In March, a team of physicists announced it had found a signal from the very first moments after the Big Bang. But in a paper published Thursday, the researchers expressed considerably more caution and conceded that they could have actually been detecting little more than interstellar dust.
If dust is the culprit, then what had been billed as a "grand slam" for physics could soon dissolve.
The detection was made by BICEP2, a telescope at the South Pole that looks for tiny variations in the afterglow of the Big Bang (more properly known as the Cosmic Microwave Background). At a news conference on March 17, researchers announced that they had seen a signal in the background that had previously been predicted only by theory.

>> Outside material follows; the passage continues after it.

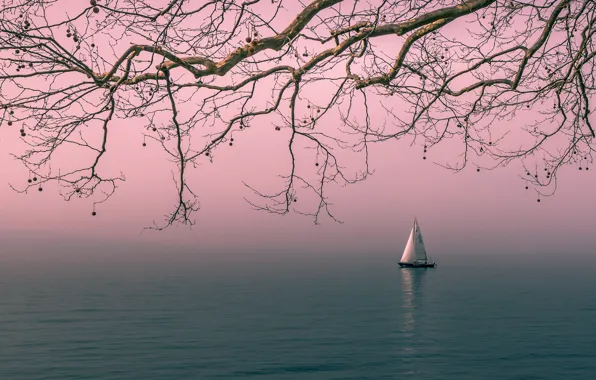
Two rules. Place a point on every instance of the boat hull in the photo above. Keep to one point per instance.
(417, 265)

"We are convinced, on the basis of all of the studies we've done, that the signal is real," said Clem Pryke, a researcher at the University of Minnesota.
The signal was evidence for a period of extremely rapid expansion, just after the Big Bang. Known as "Inflation Theory," it was predicted decades ago by theorists. In a video, Stanford researcher Andre Linde, one of those who predicted Inflation, is seen popping champagne upon learning of the find. The video, by Stanford's public affairs office, has received nearly 3 million views.
But others had doubts and warned that dust from inside the Milky Way galaxy could have created the signal. In a new paper published in Physical Review Letters, the BICEP2 team acknowledges that dust could be behind the false detection.
The BBC reports that Pryke is personally feeling more conservative: "Has my confidence gone down? Yes," he reportedly said at a public lecture Thursday in London.